There are several options for graphically comparing proportions. Many of these, such as pie graphs and stacked bar charts, make comparisons between two different population proportions difficult. In this document, I present a proportional circle graph using ggplot that makes comparisons between proportions in two different populations easier.

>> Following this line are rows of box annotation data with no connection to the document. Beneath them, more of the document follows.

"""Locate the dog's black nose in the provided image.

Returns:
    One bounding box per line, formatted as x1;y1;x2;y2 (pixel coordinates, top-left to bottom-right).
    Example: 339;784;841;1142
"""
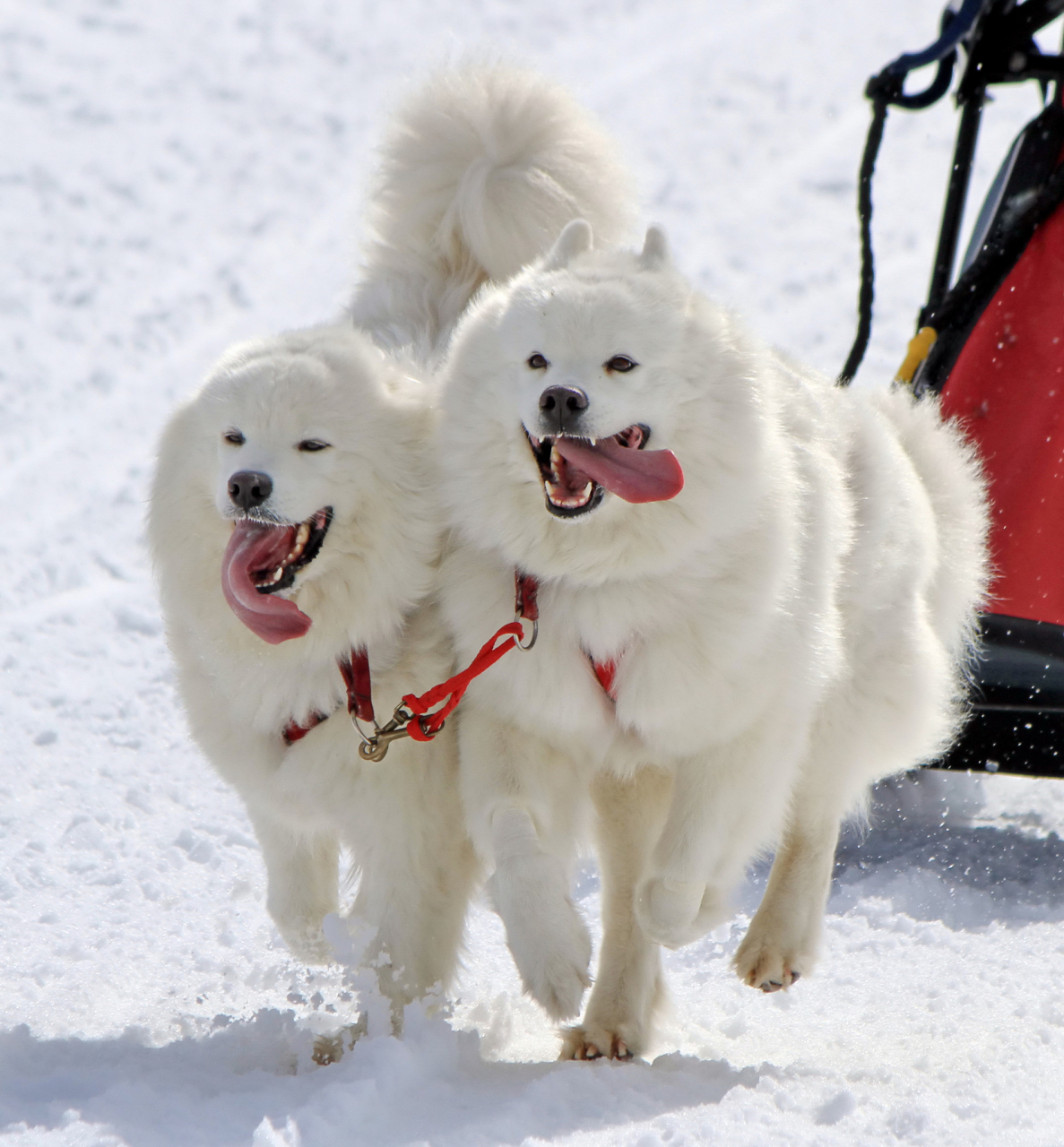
229;470;273;509
540;386;588;434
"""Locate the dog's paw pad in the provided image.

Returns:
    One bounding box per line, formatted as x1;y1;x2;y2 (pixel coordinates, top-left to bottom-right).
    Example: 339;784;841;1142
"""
735;945;801;992
559;1028;635;1062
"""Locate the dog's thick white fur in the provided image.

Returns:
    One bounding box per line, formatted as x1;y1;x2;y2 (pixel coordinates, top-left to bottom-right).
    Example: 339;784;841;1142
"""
441;221;986;1057
148;65;627;1017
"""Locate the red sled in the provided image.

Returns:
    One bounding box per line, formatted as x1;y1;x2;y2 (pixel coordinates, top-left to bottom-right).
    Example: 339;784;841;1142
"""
840;0;1064;777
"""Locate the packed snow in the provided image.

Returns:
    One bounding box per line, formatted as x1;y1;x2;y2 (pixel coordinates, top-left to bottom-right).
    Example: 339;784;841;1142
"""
0;0;1064;1147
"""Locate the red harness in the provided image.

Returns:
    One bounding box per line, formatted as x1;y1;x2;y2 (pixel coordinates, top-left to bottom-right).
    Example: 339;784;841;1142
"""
281;569;617;761
281;646;373;745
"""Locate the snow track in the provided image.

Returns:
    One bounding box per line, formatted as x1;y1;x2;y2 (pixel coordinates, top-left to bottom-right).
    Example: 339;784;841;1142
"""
0;0;1064;1147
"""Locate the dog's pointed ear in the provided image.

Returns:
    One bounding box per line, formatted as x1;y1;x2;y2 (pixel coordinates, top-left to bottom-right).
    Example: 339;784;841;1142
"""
639;225;671;271
543;219;591;271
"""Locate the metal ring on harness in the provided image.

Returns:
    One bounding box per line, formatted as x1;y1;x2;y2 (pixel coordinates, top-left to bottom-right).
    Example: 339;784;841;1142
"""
515;616;540;652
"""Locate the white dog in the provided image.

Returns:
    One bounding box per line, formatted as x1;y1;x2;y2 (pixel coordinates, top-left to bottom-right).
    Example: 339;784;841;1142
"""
441;221;986;1057
149;65;627;1020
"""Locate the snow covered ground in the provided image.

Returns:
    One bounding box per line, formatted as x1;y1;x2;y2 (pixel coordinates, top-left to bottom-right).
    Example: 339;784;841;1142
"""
0;0;1064;1147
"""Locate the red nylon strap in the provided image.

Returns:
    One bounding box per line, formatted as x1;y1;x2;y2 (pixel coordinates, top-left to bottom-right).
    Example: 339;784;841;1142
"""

First, load the required packages.
require(ggplot2) # Primary plotting package
require(cowplot) # Used for combining ggplot objects
require(RColorBrewer) # For additional colors
require(grid) # arrange grobs
require(gridExtra) # arrange grobs
require(plotrix) # cluster plotting
As an example, I have made a dataset of 6 source contributors to ambient particulate matter (PM) in 10 different sites. The dataframe is set to “long” format:
head(df)
## Site Source Proportion
## 1 Site 1 Source 1 0.02429485
## 2 Site 1 Source 2 0.05554860
## 3 Site 1 Source 3 0.14355765
## 4 Site 1 Source 4 0.16731885
## 5 Site 1 Source 5 0.24071562
## 6 Site 1 Source 6 0.36856443
tail(df)
## Site Source Proportion
## 55 Site 10 Source 1 0.21148834
## 56 Site 10 Source 2 0.14156087
## 57 Site 10 Source 3 0.04936692
## 58 Site 10 Source 4 0.31050098
## 59 Site 10 Source 5 0.16606038
## 60 Site 10 Source 6 0.12102251
Here is an example of a proportional circle plot for each site’s source distribution:
ggplot(aes(fill=Source,label=Site,size=Proportion,y=c(.8,1.2,.9,1.1,.8,1.2),x=1:6),
data=df[df$Site=="Site 1",])+
geom_jitter(shape=21,width = .00,height = .1,alpha=1)+
scale_size_area(
limits=c(0,1),max_size = 32
)+
scale_fill_manual(values=brewer.pal(6,"Set1"))+
ylim(.6,1.4)+xlim(0,7)+
xlab(label=df[,"Site"])+
theme(
axis.ticks=element_blank(),
axis.title.y=element_blank(),
axis.text=element_blank()
)+
guides(fill=FALSE,size=F)
If you remove geom jitter for geom point, you can specify the locations of your circles precisely to make them closer. I personally prefer the slight randomness of geom jitter. The above may be automated for each source:
for(i in 1:10){
temp <- ggplot(aes(fill=Source,label=Site,size=Proportion,y=c(.8,1.2,.9,1.1,.8,1.2),x=1:6),
data=df[df$Site==paste("Site",i),])+
geom_jitter(shape=21,width = .00,height = .1,alpha=1)+
scale_size_area(
limits=c(0,1),max_size = 32
)+
scale_fill_manual(values=brewer.pal(6,"Set1"))+
ylim(.6,1.4)+xlim(0,7)+
xlab(label=df[df$Site==paste("Site",i),"Site"])+
theme(
axis.ticks=element_blank(),
axis.title.y=element_blank(),
axis.text=element_blank()
)+
guides(fill=FALSE,size=F)
assign(x = paste("Figure",i,sep="_"),temp)
}
Since the legend is the same for each plot, we can extract just the legend and avoid redundancy when combining plots per this article
leg<-ggplot(data = df, aes(x = Source,y=Proportion,fill=Source)) + geom_point(shape=21,size=8) +
scale_fill_manual("",labels=paste("Source",1:6),values=brewer.pal(6,"Set1"))+
theme(
legend.title=element_blank(),
legend.text=element_text(size=15)
)
g_legend<-function(a.gplot){
tmp <- ggplot_gtable(ggplot_build(a.gplot))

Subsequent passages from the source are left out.